Christian Stegmann PhD, Head- Precision Cardiology Lab at Broad Institute

My son is a huge Boston Celtics fan, so when I told him and the rest of the family there was an opportunity with my job at Bayer to move to the states, he was as enthused as I was. I completed a University study abroad experience in California so returning to the U.S. was certainly appealing. But what led me here was Bayer’s approach to career development and stretch assignments. My stretch assignment is a privilege- building and leading a team of researchers focused on tackling the leading global killer, cardiovascular disease.

Bayer already had a partnership with the Broad Institute when I joined the conversation about how to build on the current success of our collaborations. I was excited by the innovation happening at Broad to use genomics to address big biologic questions. When the Precision Cardiology Lab started in 2018, I jumped at the chance to take on the new endeavor.

The energy of this new endeavor is pervasive in our lab with inspiring academic and industry professionals working together on cutting edge science. In my opinion, if there is a chance to deliver innovation for cardiovascular disease, it’s here at Broad. Our scientific teams are completely integrated. When you walk through the lab, you can’t tell who is a Bayer and who is a Broad Institute scientist. It’s also a cool opportunity for early career researchers deciding between academia and industry to see both worlds, while working on industry research and getting published in high ranking journals.

Working in such a high energy lab in a city full of innovation (and traffic), can be exhausting. That’s why our scientists and researchers have the flexibility to build their schedules based on their needs. My work-life balance involves a commitment of time to my wife and two kids and regular time to recharge through running. Since moving to the U.S., our family has had many hiking, skiing, and exploratory trips around the Northeast and we have plans to visit more National Parks soon. I have the best of both worlds — work and home.

Alexis Laux-Biehlmann PhD, Head — Pulmonary Drug Discovery Joint Laboratory with Brigham and Women’s Hospital, Massachusetts General Hospital

More than seven years ago I relocated to Berlin to work as a preclinical research laboratory head in the gynecological therapies group. Prior to joining Bayer, I was in the field of cellular neurobiology and inflammatory pain. This experience helps me contribute in my new role as head of our joint lab where my projects are truly at the intersection between neurobiology of pain, immunology and gynecology. Working across scientific disciplines can be challenging. Attempting to blend knowledge and techniques from very different disease areas while learning novel methodology and human pathology takes a lot of time and personal commitment.

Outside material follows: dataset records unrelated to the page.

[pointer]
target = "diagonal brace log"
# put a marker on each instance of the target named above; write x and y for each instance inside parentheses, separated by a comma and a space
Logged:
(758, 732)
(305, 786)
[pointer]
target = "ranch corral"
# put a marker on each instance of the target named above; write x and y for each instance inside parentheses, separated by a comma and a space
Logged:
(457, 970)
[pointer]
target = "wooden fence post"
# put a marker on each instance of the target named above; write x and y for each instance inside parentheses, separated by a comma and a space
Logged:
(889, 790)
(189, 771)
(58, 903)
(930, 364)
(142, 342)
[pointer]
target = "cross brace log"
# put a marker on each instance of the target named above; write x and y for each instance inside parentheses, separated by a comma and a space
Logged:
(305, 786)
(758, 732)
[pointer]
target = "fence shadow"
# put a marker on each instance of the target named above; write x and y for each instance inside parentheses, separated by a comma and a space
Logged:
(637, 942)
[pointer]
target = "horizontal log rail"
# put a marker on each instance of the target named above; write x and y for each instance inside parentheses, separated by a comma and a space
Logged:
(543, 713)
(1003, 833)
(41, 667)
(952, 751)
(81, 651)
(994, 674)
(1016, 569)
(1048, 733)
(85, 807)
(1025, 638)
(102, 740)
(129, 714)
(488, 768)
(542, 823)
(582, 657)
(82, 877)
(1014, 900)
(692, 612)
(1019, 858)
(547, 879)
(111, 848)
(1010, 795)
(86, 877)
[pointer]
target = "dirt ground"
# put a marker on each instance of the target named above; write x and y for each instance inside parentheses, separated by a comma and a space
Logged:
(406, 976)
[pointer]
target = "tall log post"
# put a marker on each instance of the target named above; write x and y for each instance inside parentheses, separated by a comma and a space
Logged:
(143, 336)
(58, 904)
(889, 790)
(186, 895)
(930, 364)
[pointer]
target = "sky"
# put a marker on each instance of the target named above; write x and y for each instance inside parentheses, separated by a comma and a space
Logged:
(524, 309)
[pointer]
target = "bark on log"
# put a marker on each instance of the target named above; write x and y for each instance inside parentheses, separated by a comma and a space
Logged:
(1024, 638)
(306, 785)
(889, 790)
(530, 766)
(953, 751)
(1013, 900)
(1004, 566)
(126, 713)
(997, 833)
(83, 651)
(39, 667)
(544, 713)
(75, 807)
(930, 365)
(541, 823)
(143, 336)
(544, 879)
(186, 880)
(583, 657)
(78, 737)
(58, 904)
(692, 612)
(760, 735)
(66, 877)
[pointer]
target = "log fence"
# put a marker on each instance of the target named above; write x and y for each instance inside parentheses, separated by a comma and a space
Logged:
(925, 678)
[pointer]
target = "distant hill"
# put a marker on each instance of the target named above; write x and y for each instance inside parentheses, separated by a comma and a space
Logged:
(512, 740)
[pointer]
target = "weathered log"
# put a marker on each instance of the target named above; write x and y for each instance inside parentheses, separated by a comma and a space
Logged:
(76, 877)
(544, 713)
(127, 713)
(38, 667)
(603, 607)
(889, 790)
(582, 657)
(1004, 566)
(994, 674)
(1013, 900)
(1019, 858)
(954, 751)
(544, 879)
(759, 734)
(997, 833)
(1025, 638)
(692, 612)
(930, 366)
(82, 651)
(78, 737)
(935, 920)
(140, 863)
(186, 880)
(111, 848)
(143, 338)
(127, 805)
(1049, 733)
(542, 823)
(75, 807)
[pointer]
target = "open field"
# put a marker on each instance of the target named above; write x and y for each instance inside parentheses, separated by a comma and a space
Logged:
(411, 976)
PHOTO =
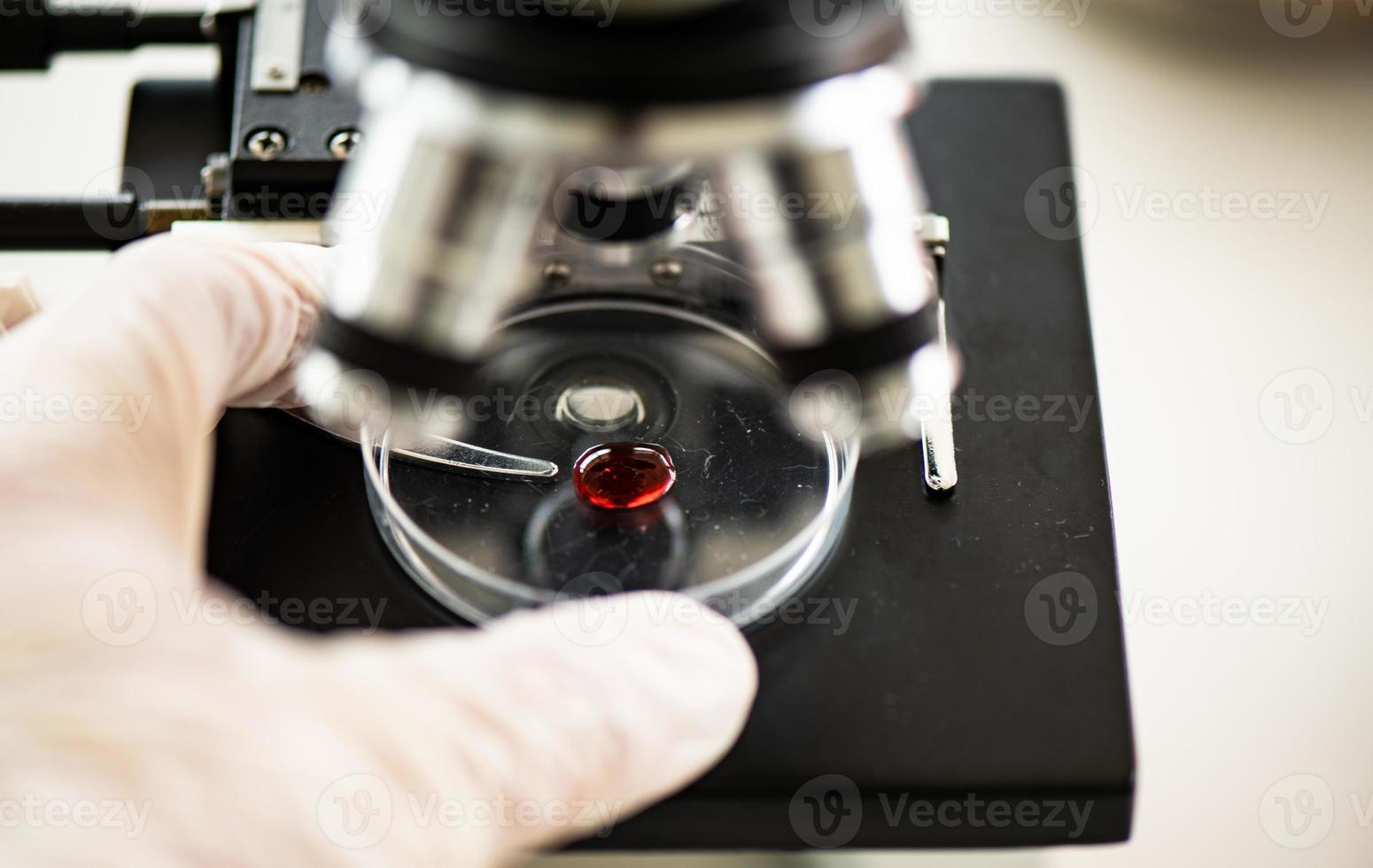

Having an integrated team will help. I will not only have my own scientific experience to draw from, but also from our academic partner experts in the field and my knowledgeable colleagues in the Wuppertal, Germany pre-clinical research organization. Our integrated team will work on exciting new drug targets to treat chronic lung diseases in a non-industry lab environment. We will also participate in virtual and face-to-face meetings with Bayer R&D colleagues back in Germany to learn from each other (Brigham/MGH from Bayer and vice-versa) about the art of drug discovery with collaboration as our mindset.

Prior to making this career move, I spent the last five months in a short-term assignment (STA), learning from the colleagues in New Product Commercialization & Portfolio Strategy about other strategic areas of our business. Leading a joint lab in a more academic setting, as Christian has been doing for the past two years, is a new scientific adventure where I will contribute to exciting research projects together with academic experts. I can also share my knowledge as a laboratory head and from my STA with my new colleagues to further enhance the exchange between academia and pharma.

There are so many benefits to my new assignment. As someone coming from a smaller city in France, I am looking forward to experiencing not only one of the most renowned hospitals, but also the city of Boston itself. Working across disciplines and across cultures is an exciting opportunity that I plan to make the most of during my time in Boston.